この子はまだたった二十一か二くらいなのに、何でも熱心にやっていて手抜かりもない。実に感心な娘さんだ。
「玉野さん、この調子で僕にクリスマスケーキ作って下さい!」
保育部の責任者、藤堂君が懇願する。三十代とは思えぬ落ち着きのなさに呆れることも多い青年だが、何故か子供受けだけは良くて人気も高い。
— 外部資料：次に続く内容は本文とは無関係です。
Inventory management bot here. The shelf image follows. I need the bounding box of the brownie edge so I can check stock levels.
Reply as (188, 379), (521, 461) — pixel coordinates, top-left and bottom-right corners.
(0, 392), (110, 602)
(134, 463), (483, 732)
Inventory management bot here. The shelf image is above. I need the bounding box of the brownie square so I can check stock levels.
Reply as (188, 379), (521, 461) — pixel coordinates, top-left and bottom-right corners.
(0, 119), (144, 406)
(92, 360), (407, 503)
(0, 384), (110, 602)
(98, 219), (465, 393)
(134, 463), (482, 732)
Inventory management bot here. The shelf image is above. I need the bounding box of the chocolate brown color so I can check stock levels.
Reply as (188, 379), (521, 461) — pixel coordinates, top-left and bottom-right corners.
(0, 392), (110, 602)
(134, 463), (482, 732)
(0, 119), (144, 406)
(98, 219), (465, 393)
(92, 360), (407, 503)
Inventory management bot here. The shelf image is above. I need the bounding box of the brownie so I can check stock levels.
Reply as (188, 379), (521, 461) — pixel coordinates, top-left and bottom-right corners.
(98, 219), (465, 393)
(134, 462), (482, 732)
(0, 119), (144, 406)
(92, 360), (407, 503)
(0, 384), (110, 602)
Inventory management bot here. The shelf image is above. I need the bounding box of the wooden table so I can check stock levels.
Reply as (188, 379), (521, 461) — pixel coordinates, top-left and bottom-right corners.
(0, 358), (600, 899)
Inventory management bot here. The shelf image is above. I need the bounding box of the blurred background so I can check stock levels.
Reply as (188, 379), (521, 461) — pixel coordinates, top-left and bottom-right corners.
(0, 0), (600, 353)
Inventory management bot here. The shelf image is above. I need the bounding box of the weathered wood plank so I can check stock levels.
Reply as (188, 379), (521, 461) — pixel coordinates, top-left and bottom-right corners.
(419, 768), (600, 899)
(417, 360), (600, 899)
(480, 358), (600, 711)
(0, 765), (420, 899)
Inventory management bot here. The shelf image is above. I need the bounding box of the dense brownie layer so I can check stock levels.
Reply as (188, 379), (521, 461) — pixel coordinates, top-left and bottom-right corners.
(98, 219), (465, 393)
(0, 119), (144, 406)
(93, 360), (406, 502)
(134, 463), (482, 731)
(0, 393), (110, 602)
一見ちゃらんぽらん風に見せてはいるが、やる事はきちんとしていて親切だ。
「頼まれても作りませんよ」
あっさり断られておる。この年の離れている二人は、まるで兄妹のように面白い関係だ。
そう言えばこの藤堂という青年、私にこんな事を聞いてきたことがあった。

「嫁さんにする女性は、どんな人がいいでしょう?」
聞けば母一人子一人の母子家庭で育ち、長年苦労してきた母親を、早く安心させたいと言っていた。
「それならまずは、自分の性格を変えることだね」
外見のチャラチャラした所を改めれば、いい女性と巡り会えると話した。
けれどなかなか思う通りにいかないらしく、今だに独り者だ。
(まぁこの性格じゃあ仕方ないけども…)
口が軽くてお調子者。年の割りに落ち着きもない。余程しっかりした女性でなければ、この男の舵取りは難しいだろう。

「お散歩に行きますけど、コーモン様どうします?」
保育士の宮部さんが声をかけてくれた。自分の受け持つ四、五歳児クラスの子には、外遊びを沢山経験させたいと思っておるらしい。
「今日はやめとくよ。足腰が痛むから」
「あっ…じゃあ私、マッサージして差し上げましょうか?」
玉野さん、そう言って肩に手を置いた。
「すまないね…」
「いえいえ」
嬉しそうにしてくれる。こんな気だての良い娘さんの親というのは、一体どんな感じなのだろう…。